As you can see, you effectivly only have to interact with the CacheManager. The CacheManager is responsible for managing the different namespaces and providing a unified interface for accessing the cache.
When you call ctx.cache.getUser(userId), the CacheManager will delegate the call to the appropriate namespace accessor, which will then interact with the underlying cache adapter to retrieve the data.

If you write a custom cache adapter, you only need to extend the abstract BaseCacheAdapter class and implement the required methods.

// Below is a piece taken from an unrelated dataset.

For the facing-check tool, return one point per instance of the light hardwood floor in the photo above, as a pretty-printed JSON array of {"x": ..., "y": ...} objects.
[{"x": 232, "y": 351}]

import Redis from "iovalkey"; // works for both Valkey AND Redis
export class RedisCacheAdapter implements CacheAdapter {
private client: Redis;
private ready: Promise<void>;
constructor(urlOrOptions: string | Redis.RedisOptions) {
this.client = new Redis(urlOrOptions as any);
this.ready = new Promise((resolve, reject) => {
this.client.once("ready", resolve);
this.client.once("error", reject);
});
}
async connect(): Promise<this> {
await this.ready;
return this;
}
async get<T>(key: string): Promise<T | null> {
await this.ready;
const val = await this.client.get(key);
if (!val) return null;
return JSON.parse(val) as T;
}
async set<T>(key: string, value: T, ttlMs?: number): Promise<void> {
await this.ready;
const serialized = JSON.stringify(value);
if (ttlMs) {
await this.client.set(key, serialized, "PX", ttlMs); // PX = milliseconds TTL
} else {
await this.client.set(key, serialized);
}
}
async mset(entries: { key: string; value: unknown; ttlMs?: number }[]): Promise<void> {
await this.ready;
if (entries.length === 0) return;
const pipeline = this.client.pipeline();
for (const { key, value, ttlMs } of entries) {
const serialized = JSON.stringify(value);
if (ttlMs) {
pipeline.set(key, serialized, "PX", ttlMs);
} else {
pipeline.set(key, serialized);
}
}
await pipeline.exec();
}
async delete(key: string): Promise<void> {
await this.ready;
await this.client.del(key);
}
async clear(): Promise<void> {
await this.ready;
await this.client.flushdb();
}
}

Then use it with Honocord just like any built-in adapter:

import { Honocord } from "honocord";
import { RedisCacheAdapter } from "./RedisCacheAdapter";
const cache = new RedisCacheAdapter(process.env.REDIS_URL!, {
namespace: "my-bot",
ttl: 300, // 5-minute default TTL
});
await cache.connect(); // You can also don't do this and let Honocord handle connecting, but doing it yourself allows you to catch connection errors at startup
const bot = new Honocord().withCache(() => cache);

On every interaction, you have a property .fetcher which is an instance of Fetcher. The Fetcher is a utility class that provides methods for fetching data from the Discord API and automatically caching it, if not already cached.

For example, if you want to fetch a user by their ID, you can do:

const user = await ctx.fetcher.users.get(userId);

This will first check if the user is already cached, and if so, it will return the cached user. If not, it will fetch the user from the Discord API, cache it, and then return it.